Probably the first impression on the mind of a man who visits the Old Bailey for the first time is
that he never saw so many ugly people collected in any one place before. The judges are not
handsome men, as a rule, the aldermen on the bench never are; barristers, especially Old Bailey
barristers, are the ugliest of professional men, excepting always solicitors; the jury have a
bull-headed look about them that suggests that they have been designedly selected from the
most stupid of their class; the reporters are usually dirty, and of evil savour; the understrappers
[subordinates] have a bloated, overfed, Bumble-like look about them, which is always a
particularly annoying thing to a sensitive mind; and the prisoner, of course, looks (whether guilty
or innocent) the most ruffianly of mankind, for he stands in the dock. We remember seeing a man
tried for burglary some time since, and we came to the conclusion that he had the most villanous
face with which a man could be cursed. The case against him rested on the testimony of as
nice-looking and ingenious a lad as ever stepped into a witness-box. But, unfortunately for the
ingenious lad, a clear alibi was established, the prisoner was immediately acquitted, and the
nice boy, his accuser, was trotted into the dock on a charge of perjury. The principal witness
against him was the former prisoner, and we were perfectly astounded at the false estimate we
had formed of their respective physiognomies [judgments of character based on facial
. The former prisoner's face was, we found, homely enough; but it absolutely beamed
with honest enthusiasm in the cause of justice, while the nice lad's countenance turned out to be
the very type of sly, insidious rascality. It is astonishing how the atmosphere of the dock inverts
the countenance of any one who may happen to be in it. And this leads us to the consideration
how surpassingly beautiful must that ballet-girl have been, who, even in the dock, exercised so
extraordinary a fascination over a learned deputy-judge at the Middlesex sessions not long ago.
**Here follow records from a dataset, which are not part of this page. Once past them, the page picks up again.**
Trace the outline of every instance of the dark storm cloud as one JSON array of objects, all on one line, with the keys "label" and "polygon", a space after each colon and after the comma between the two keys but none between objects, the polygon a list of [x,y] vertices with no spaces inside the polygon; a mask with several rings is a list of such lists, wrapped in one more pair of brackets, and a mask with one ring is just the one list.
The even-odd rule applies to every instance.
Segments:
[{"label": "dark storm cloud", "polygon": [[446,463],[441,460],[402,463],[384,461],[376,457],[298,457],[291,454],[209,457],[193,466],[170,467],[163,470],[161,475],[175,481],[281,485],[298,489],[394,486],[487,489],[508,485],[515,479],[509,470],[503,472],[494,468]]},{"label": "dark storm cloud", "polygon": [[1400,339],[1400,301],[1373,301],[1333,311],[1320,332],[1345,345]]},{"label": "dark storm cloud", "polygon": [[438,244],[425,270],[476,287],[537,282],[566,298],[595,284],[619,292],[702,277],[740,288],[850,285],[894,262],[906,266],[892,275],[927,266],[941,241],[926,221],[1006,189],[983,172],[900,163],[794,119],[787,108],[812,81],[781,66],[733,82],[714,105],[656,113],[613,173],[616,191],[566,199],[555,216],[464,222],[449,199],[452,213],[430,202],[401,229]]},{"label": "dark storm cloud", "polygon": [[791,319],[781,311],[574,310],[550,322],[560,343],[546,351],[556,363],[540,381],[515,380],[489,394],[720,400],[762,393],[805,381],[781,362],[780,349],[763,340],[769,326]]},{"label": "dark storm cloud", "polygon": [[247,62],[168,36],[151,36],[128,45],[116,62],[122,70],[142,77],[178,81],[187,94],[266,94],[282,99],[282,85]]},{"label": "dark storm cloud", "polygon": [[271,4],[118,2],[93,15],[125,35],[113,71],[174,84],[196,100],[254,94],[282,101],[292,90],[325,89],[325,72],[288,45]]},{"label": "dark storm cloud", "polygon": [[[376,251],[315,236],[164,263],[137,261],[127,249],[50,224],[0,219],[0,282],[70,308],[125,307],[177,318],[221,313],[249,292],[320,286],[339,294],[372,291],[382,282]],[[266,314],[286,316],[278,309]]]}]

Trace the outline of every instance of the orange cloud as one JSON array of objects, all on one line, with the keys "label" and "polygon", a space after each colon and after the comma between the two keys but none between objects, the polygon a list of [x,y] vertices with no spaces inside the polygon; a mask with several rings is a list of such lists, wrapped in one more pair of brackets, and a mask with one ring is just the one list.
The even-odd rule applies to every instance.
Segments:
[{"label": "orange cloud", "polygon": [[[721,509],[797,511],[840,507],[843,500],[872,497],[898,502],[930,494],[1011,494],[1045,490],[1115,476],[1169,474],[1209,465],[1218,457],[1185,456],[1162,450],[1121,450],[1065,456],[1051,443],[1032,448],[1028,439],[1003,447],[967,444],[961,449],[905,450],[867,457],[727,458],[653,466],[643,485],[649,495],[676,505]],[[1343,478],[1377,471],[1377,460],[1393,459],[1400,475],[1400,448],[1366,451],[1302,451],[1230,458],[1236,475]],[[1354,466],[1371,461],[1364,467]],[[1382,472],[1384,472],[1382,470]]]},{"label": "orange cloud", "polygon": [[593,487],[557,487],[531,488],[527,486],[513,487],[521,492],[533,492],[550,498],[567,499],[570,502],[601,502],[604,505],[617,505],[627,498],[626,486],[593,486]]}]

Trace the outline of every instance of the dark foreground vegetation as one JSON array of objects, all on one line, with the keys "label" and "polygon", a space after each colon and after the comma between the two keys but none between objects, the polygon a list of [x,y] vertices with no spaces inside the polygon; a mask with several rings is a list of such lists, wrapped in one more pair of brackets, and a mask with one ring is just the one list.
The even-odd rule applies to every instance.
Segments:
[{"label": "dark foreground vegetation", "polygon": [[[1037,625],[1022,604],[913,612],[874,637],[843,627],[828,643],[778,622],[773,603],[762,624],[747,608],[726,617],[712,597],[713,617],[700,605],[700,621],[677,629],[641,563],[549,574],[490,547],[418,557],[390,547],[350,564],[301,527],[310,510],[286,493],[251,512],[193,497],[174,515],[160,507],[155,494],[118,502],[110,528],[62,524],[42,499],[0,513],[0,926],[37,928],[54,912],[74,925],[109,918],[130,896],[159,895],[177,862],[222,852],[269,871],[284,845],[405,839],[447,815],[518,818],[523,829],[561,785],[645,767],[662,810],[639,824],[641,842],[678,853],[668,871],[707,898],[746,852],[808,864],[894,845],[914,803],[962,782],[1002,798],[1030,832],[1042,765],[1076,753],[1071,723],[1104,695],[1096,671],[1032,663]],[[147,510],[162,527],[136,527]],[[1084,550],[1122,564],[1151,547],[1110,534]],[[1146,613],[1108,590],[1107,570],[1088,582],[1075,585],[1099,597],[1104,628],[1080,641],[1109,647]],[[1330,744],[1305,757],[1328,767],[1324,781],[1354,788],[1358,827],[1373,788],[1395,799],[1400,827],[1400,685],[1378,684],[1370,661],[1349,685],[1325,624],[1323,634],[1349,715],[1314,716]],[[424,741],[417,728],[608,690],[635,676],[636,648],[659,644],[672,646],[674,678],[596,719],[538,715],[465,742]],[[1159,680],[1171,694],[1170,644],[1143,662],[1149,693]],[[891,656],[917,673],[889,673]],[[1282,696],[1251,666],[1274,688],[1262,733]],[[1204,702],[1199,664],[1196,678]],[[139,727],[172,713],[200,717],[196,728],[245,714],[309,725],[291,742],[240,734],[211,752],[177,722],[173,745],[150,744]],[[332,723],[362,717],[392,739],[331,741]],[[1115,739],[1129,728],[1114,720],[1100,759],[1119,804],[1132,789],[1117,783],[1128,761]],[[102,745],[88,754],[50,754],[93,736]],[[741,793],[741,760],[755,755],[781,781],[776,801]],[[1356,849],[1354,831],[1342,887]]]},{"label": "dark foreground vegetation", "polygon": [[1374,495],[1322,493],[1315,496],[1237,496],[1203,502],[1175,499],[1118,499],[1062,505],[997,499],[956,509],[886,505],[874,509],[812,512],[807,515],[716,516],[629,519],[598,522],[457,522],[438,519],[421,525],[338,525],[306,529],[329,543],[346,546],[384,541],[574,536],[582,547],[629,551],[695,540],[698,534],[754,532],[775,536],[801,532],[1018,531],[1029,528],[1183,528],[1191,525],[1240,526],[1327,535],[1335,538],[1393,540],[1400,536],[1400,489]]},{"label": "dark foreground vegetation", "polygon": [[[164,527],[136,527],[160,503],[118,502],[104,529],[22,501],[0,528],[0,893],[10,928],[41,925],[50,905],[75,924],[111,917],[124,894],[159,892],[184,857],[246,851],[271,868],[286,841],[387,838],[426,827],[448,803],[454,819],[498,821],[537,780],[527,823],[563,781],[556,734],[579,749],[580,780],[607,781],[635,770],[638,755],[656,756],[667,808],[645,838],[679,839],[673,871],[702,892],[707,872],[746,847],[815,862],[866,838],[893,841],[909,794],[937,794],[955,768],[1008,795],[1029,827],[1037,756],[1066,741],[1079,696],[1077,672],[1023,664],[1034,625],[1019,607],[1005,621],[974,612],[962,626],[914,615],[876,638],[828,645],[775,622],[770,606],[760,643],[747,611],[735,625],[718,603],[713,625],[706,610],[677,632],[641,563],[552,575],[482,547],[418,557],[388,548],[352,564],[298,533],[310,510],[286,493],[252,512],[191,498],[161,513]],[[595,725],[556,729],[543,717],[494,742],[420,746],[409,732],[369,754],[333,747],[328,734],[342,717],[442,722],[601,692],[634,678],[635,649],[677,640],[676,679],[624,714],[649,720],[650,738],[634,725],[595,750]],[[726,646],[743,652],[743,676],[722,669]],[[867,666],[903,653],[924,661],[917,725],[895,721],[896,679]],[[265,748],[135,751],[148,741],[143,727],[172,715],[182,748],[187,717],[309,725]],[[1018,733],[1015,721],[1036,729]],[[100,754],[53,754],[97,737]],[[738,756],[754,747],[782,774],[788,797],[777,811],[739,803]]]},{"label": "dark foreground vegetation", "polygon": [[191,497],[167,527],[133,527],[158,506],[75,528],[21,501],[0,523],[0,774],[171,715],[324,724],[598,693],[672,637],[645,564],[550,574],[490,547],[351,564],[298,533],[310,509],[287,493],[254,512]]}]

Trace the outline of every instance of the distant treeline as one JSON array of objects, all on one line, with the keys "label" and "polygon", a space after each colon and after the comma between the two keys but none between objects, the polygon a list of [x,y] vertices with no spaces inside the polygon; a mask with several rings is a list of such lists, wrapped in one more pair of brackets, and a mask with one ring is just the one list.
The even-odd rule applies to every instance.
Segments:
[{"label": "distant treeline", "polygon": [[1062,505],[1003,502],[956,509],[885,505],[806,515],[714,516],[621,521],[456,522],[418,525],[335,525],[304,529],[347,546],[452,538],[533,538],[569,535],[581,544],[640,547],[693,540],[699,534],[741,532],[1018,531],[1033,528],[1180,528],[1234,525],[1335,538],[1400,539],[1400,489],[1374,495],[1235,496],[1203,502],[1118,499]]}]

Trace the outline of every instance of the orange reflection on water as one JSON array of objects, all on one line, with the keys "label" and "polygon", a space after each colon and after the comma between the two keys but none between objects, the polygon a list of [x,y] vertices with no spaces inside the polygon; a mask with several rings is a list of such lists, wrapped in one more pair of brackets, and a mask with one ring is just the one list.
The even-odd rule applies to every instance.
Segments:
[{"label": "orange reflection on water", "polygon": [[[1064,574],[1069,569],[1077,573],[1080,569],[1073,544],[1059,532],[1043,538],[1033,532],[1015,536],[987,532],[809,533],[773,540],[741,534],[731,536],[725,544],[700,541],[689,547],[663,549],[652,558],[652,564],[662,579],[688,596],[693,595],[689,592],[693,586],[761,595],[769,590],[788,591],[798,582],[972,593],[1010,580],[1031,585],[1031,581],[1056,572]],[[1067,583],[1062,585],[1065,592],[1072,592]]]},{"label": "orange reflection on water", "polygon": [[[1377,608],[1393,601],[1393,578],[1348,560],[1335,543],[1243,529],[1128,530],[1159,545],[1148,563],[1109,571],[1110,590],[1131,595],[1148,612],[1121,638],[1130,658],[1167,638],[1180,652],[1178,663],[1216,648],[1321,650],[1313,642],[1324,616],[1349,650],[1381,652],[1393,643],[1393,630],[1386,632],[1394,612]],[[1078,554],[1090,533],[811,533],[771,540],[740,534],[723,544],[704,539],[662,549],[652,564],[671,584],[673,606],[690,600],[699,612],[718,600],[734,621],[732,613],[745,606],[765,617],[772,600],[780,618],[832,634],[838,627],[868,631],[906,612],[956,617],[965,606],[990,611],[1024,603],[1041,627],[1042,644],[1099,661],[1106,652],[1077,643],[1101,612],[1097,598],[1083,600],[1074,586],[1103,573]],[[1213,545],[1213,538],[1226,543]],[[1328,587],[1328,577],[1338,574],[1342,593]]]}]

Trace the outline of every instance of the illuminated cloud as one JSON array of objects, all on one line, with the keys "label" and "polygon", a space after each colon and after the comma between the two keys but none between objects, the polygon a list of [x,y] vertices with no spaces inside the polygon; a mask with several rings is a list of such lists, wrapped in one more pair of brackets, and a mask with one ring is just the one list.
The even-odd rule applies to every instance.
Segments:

We remember once to have heard a well-known counsel, who was defending a singularly
ill-favoured prisoner, say to the jury, "Gentlemen, you must not allow yourselves to be carried
away by any effect which the prisoner's appearance may have upon you. Remember, he is in the
dock; and I will undertake to say, that if my lord were to be taken from the bench upon which he
is sitting, and placed where the prisoner is now standing, you, who are unaccustomed to criminal
trials, would find, even in his lordship's face, indications of crime which you would look for in vain
in any other situation!" In fairness we withhold the learned judge's name.

Perhaps the most ill-favoured among this ill-favoured gathering are to be found among the
thieves' attorneys. There are some Old Bailey attorneys who are respectable men, and it often
happens that a highly-respectable solicitor has occasion to pay an exceptional visit to this
establishment, just as queen's counsel standing at Nisi Prius are often employed in cases of grave
importance; but these solicitors of standing are the exception, and the dirty, cunning-looking,
hook-nosed, unsavoury little Jews, with thick gold rings on their stubby fingers, and crisp black
hair curling down their backs, the rule. They are the embodiment of meat, drink, washing, and
professional reputation to the needy barristers whom they employ, and, as such, their intimacy is,
of course, much courted and in great request. Of course many Old Bailey barristers are utterly
independent of this ill-favoured race; but there are, unfortunately, too many men to be found whose
only road to professional success lies in the good-will of these gentry. There are, among the
thieves' lawyers, men of acute intelligence and honourable repute, and who do their work
extremely well; but the majority of them are sneaking, underhand, grovelling practitioners, who
are utterly unrecognized by men of good standing.